'Brand purpose' is at risk of becoming another marketing buzzword as more companies attach themselves to passion points – either ethical, cultural or political – without any thought of how it will play out in the longer term, according to a cross-section of industry marketers.
Speaking at The Drum’s Future of Marketing event on Thursday (11 May), James Hayr, head of global sales at Endemol Shine, suggested that those looking to emulate the success of a brand like Dove are often underestimating the “huge amount of authenticity and degree of commitment” needed to succeed.
“The thing about making it work is having a long-term commitment, because if you just turn up and then disappear, particularly around areas that people really care about, it won’t work. You must be in it for the long-haul. You have to add something to [that cause] rather than just reflect it,” he said.
Pepsico’s attempt to appropriate the Black Lives Matter movement to sell fizzy drinks is just one example of the backlash brands can expect to face if they fail to lay the groundwork in showing why they have the right to talk about an issue.
But because companies don't seem to suffer for long even if they do get it wrong is perhaps one reason why we’re seeing so many brands have a go at ‘advertising with purpose’.
Nathan Levi, chief marketing officer of TotallyMoney, said: “If you think about the ethics of a lot of the big multinational brands today, some of the shockers we have had, and yet we are still riding the cabs, still putting petrol in our cars, still buying the cars.”

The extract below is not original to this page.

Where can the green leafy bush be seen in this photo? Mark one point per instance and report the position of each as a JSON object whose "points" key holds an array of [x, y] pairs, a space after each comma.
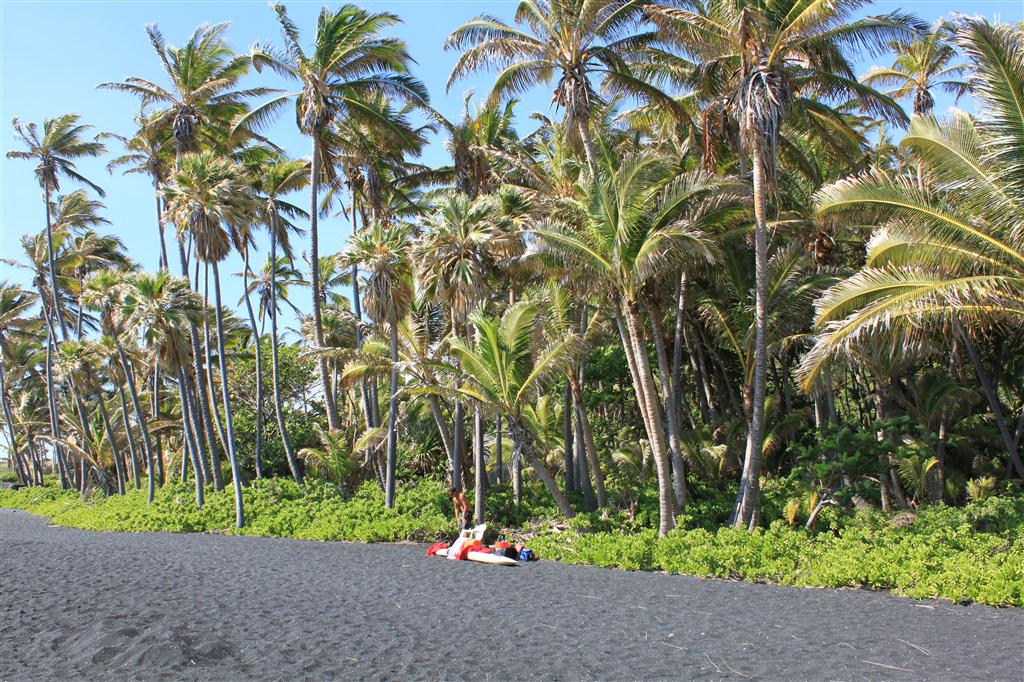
{"points": [[975, 553], [972, 553]]}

Levi went on to argue that even if a brand commits to a cause and aligns the entire company around it, ultimately consumers "don't care" as much as the industry thinks they do.
"I don’t think all brands need to align themselves with something cultural or political or ethical, they need to market their brands. If it genuinely suits them to be political or ethical then that is fine, but I don’t agree all brands need to be a Dove. That is a one off in a way. Very often people don’t care that much. Often brands need to shut up."
While agreeing that often brands might not care, Mastercard’s head of marketing Guillaume Conteville added that companies still have a social and moral obligation to put something back into the communities they’re a part of.
“We must want to make a positive impact. Either you have a business that does something that is positive or if you don’t,” he said.
But for some brands, it’s easier said than done. Mike Dando, advertising and promotions EMEA manager at consumer electronics company Epson, suggested that the viability of aligning your brand with a purpose ultimately depends on the product you are marketing. Brands who are brave with their marketing – such as Rapha, Nike and Dove – can do so because their products allow it.
“You couldn’t do that if you owned toasters,” he admitted.